While the Parties have negotiated and agreed to a limited exchange of discovery, there are additional particularized categories of discovery that are necessary for Plaintiffs to defend themselves against Counter-Plaintiffs’ Declaratory Judgment/PI
Motion. Given the accelerated timetable of the Parties’ agreed briefing schedule, Plaintiffs respectfully request expedited consideration of these matters.
Accompanying the motion was this memorandum of law.
On June 25, 2019, the Court entered an order to stay discovery in this action pursuant to the PSLRA, after Defendant filed a motion for judgment on the pleadings pursuant to Rule 12(c) of the Federal Rules of Civil Procedure (the “Rules”). [Dkt. 42.] On that same day, Defendant and Counter-Plaintiffs filed the Declarator Judgment/PI Motion, seeking a preliminary injunction and declaratory relief. Given Counter-Plaintiffs’ request for a judgment on the merits of the instant dispute, the Parties agree that discovery is necessary to allow for the proper resolution of the Declaratory Judgment/PI Motion presently before the Court. To that end, Plaintiffs have agreed, subject to standard discovery objections and privilege, to respond to all discovery that CounterPlaintiffs have sought regarding the Declaratory Judgment/PI Motion, including the requests contained in the agreed discovery entered by this Court [Dkt. 53], and additional requests propounded as recently as July 15, 2019.
While Defendant has agreed to allow Plaintiffs access to limited discovery, Defendant continues to oppose certain requests for critical information. In particular, Defendant disputes Plaintiffs’ need for discovery related to communications between Defendant and TPL’s shareholders and for information related to Defendant’s background. These requests, however, bear directly on the issues implicated by the Declaratory Judgment/PI Motion which attacks
Plaintiffs’ fiduciary responsibility to review the qualifications of candidates for trustee and seeks a declaration that the invalid meeting held by Defendant and a small minority of shareholders on May 22, 2019 was proper because Plaintiffs lacked the authority to postpone the meeting to correct Defendant’s false and misleading communications with shareholders.
In case you forgot the reason for the declaratory judgement request, here is the background. It’s a big one.
On June 14, 2019, Incumbents issued a press release stating they were “obliged to remind shareholders that the proxy solicitation is suspended while the litigation is pending.” On June 21, 2019, Incumbents requested in a Rule 26(f) report that a trial on the merits not commence until at least August 31, 2020. Dkt. 25, ¶ 12. These recent statements – in addition to the daunting discovery requests served last week by Incumbents’ counsel on nonparties affiliated with the Investor Group—including Mr. Oliver’s son and Allan Tessler’s two daughters—make clear TPL’s true motivations behind its lawsuit: intimidate the Investor Group, impose on over 15,000 shareholders at least a year-long delay, and incur the costs of protracted litigation—all in an effort to dodge the shareholders’ election of Mr. Oliver as trustee. In the meantime, the Incumbents continue to illegally manage TPL without the necessary checks Mr. Oliver would bring as a duly elected trustee.

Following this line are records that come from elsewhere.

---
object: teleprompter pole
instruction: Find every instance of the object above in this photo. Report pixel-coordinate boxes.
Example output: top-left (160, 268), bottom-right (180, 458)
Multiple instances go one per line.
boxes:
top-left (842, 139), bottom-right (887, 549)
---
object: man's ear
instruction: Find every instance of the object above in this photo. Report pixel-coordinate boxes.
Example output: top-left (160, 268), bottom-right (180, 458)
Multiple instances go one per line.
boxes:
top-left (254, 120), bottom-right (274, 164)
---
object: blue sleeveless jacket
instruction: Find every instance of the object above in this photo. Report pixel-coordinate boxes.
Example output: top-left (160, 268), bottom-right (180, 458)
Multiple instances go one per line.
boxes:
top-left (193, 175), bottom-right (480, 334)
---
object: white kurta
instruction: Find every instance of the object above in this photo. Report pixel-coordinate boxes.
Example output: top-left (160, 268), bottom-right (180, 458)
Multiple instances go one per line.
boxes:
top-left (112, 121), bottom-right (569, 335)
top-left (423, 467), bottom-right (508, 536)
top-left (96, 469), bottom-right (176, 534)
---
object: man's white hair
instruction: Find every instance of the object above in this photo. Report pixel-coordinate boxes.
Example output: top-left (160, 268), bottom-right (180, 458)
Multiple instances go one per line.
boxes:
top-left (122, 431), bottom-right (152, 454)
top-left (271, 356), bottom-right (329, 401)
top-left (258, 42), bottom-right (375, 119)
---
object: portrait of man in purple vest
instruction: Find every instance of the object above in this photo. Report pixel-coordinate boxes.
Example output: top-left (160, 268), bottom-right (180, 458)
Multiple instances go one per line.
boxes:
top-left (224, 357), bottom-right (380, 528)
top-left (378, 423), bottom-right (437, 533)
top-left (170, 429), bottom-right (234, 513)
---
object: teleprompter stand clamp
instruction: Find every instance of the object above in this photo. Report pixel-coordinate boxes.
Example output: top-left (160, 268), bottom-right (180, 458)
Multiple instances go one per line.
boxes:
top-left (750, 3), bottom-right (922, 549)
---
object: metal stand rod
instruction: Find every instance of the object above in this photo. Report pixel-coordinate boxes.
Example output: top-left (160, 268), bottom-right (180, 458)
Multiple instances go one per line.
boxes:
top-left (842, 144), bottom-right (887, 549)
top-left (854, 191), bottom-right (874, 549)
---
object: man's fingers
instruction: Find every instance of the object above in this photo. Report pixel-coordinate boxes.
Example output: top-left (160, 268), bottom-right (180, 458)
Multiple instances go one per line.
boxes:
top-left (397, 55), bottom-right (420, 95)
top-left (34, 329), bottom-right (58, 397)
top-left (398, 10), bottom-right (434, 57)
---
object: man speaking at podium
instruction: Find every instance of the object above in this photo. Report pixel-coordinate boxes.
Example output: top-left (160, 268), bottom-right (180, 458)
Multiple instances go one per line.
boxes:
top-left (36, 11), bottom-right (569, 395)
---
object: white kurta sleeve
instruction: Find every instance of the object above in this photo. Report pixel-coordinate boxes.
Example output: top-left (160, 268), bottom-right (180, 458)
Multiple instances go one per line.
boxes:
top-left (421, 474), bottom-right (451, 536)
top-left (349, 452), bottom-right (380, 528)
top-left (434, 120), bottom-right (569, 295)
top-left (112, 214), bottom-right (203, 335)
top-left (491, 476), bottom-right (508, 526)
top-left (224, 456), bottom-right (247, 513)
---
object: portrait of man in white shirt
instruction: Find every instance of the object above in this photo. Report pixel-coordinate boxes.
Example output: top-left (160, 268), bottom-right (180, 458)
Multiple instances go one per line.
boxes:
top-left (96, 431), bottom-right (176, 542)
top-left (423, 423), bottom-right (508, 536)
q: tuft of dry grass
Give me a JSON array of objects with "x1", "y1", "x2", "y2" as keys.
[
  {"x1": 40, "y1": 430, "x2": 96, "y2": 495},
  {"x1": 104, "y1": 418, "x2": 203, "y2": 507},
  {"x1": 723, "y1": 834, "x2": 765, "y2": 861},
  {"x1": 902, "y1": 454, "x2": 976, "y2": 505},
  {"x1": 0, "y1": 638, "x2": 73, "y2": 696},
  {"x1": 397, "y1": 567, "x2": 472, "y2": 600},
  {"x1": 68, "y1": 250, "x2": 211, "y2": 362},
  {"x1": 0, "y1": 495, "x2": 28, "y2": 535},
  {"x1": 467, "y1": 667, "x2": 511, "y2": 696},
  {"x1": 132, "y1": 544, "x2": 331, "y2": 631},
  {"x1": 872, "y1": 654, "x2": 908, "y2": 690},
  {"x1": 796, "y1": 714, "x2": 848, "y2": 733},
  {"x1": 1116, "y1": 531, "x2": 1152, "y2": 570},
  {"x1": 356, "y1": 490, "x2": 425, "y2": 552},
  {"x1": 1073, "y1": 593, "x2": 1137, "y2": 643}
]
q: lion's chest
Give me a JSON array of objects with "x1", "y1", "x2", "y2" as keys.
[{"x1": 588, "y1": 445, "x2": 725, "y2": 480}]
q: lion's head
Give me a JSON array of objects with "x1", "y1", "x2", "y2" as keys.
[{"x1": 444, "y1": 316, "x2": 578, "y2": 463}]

On June 17, 2019, Mr. Oliver moved for dismissal of the federal securities claims
asserted against him in Incumbents’ Amended Complaint.
To restore and confirm TPL shareholders’ rights, Counterclaim Plaintiffs now request a declaratory judgment that: (i) TPL was required to hold a special meeting to elect a successor trustee after one of its trustees resigned in February 2019; (ii) Incumbents had no authority to unilaterally and indefinitely postpone the special meeting they had noticed; (iii) Incumbents have no authority to “disqualify” Mr. Oliver from election; (iv) the vote at the May 22, 2019 special meeting was valid and Mr. Oliver has been duly elected a TPL trustee; and (v) the vote at the January 12, 2017 special meeting was invalid and Mr. Barry has never been duly elected a TPL
To prevent any further abrogation of TPL shareholders’ rights in connection with the May 2019 election, Counterclaim Plaintiffs request a preliminary injunction (i) prohibiting Incumbents from taking any action on TPL’s behalf without Mr. Oliver’s participation as a trustee; or (ii) prohibiting Incumbents from any further unauthorized postponement of the election. To prevent any further denial of TPL shareholders’ rights in connection with the January 2017 election, Counterclaim Plaintiffs request a preliminary injunction prohibiting Mr. Barry from taking any action on TPL’s behalf until a new election can be held.
Doesn’t seem like this request will delay the show. It does turn the heat on the Oliver team to produce more information. I’m still somewhat surprised that the Trust is playing ball in not opposing the declatory judgement. Perhaps they are confident in the merits of their side of the case.
Legal fun aside, I’d rather the Trust be buying shares back whilst being overseen by confidence inspiring indivuals with skin in the game. Oh what great times we had.